Ohio-class ballistic submarines form the basis of the U.S. sea-based nuclear deterrence. Photo: U.S. Navy
Ohio-class ballistic submarines form the basis of the U.S. sea-based nuclear deterrence. Photo: U.S. Navy

Rep. Joe Courtney (D-Conn.) addressed the elephant in the room at the House Armed Services Committee hearing last week — or, more accurately, the elephant in the Navy’s shipbuilding budget: the Ohio-class replacement submarine.

[Note: See the full text of Courtney’s and Hagel’s comments at Virtual Analyst’s Ohio-class replacement program report here.]

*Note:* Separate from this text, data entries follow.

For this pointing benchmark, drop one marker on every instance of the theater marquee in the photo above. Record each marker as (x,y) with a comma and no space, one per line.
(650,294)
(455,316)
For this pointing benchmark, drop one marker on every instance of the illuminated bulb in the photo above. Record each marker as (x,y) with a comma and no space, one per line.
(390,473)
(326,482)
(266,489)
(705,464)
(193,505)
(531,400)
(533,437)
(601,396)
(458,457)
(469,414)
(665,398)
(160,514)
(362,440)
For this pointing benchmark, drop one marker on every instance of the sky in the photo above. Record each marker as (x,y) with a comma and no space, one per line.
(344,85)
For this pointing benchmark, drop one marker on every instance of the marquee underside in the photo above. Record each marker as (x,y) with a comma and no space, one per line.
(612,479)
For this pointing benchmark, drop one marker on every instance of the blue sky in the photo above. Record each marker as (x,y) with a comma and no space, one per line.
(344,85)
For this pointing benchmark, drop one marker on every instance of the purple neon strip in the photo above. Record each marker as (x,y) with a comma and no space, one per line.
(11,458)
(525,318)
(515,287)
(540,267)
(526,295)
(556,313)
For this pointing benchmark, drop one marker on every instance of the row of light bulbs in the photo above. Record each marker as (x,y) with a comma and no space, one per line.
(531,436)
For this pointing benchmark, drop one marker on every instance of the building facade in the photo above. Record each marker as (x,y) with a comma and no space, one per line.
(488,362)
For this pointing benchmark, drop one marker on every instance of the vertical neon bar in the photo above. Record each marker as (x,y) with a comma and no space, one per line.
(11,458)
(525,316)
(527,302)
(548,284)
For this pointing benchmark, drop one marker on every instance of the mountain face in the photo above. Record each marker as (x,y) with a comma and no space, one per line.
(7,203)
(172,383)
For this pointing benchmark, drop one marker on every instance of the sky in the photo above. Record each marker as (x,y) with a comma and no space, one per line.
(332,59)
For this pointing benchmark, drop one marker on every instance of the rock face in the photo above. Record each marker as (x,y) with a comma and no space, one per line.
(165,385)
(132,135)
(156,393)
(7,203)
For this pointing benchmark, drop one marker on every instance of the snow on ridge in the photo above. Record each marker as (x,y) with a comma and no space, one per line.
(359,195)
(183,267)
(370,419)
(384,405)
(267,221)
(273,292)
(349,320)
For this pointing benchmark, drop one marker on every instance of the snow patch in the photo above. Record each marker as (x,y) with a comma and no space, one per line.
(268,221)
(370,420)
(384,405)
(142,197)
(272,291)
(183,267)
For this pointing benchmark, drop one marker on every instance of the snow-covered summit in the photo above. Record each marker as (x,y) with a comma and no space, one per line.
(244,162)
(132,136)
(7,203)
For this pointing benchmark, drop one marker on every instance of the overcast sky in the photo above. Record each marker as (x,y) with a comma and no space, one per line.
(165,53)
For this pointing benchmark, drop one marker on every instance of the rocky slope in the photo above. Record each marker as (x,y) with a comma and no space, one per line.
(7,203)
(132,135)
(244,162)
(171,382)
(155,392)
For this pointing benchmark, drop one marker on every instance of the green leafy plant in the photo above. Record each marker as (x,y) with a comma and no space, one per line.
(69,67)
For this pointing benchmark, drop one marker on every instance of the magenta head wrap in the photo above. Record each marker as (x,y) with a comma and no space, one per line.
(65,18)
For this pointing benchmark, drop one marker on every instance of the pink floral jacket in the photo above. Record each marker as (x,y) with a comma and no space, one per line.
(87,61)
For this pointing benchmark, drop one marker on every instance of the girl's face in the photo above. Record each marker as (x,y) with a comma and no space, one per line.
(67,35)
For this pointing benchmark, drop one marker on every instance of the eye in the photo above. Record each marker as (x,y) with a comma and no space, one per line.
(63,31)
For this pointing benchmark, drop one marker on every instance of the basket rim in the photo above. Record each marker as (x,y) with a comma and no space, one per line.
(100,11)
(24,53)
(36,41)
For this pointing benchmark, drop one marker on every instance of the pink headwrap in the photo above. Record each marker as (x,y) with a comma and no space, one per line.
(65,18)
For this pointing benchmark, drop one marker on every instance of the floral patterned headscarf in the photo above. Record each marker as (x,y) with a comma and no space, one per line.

With the shipbuilding budget already capped out at about $15 billion per year and not likely to grow much, if at all, the Navy is going to somehow have to find a way to add a sub that will cost — optimistically — $5 billion per copy beginning in the 2020s.

“We’re going to hit a point when we have to start building these, that the strain on the shipbuilding account is going to be a bulge,” Courtney said. “And something’s got to give here in terms of, you know, whether we can continue to maintain a 300-ship Navy and obviously meet this critical requirement.”

Hagel didn’t have much of a response for Courtney, indicating that the Defense Department doesn’t yet have a realistic idea of how to handle it yet. The idea that the Navy would sacrifice any significant portion of the program seems unlikely; Chief of Naval Operations Adm. Jonathan Greenert told Congress last September that the Ohio-class replacement is “the top priority program for the Navy.”

Greenert proposed that Congress could provide a total of $60 billion over 15 years in supplemental funding for the program, according to a Congressional Research Service report. Anything less than that, he argued, and the Navy will have to start cutting into its ship buys. Not getting any supplemental funding would cost the service 32 ships from its 30-year shipbuilding plan, according to Greenert.

The CRS report indicated the Navy had a few options — all of them painful. It could cut SSBN(X) buys, alter the procurement to allow for supplemental funding, or fund the ship outside the Navy budget.

Hagel didn’t have any answers at last week’s hearing. But he at least appeared to agree with Courtney that this budget cycle marks the time to get some hard answers.

“The budget that we are presenting this week and the QDR [quadrennial defense review] that was brought up this week is going to generate some considerable interest and dialogue as we go along, as it should,” Hagel said. “It’ll come out of this committee. It’ll come out of the Budget Committee. It’ll be out of Appropriations. Everybody will have a hand in giving their opinion as well as all the think tanks and all the writers and everybody who has something to say about this.”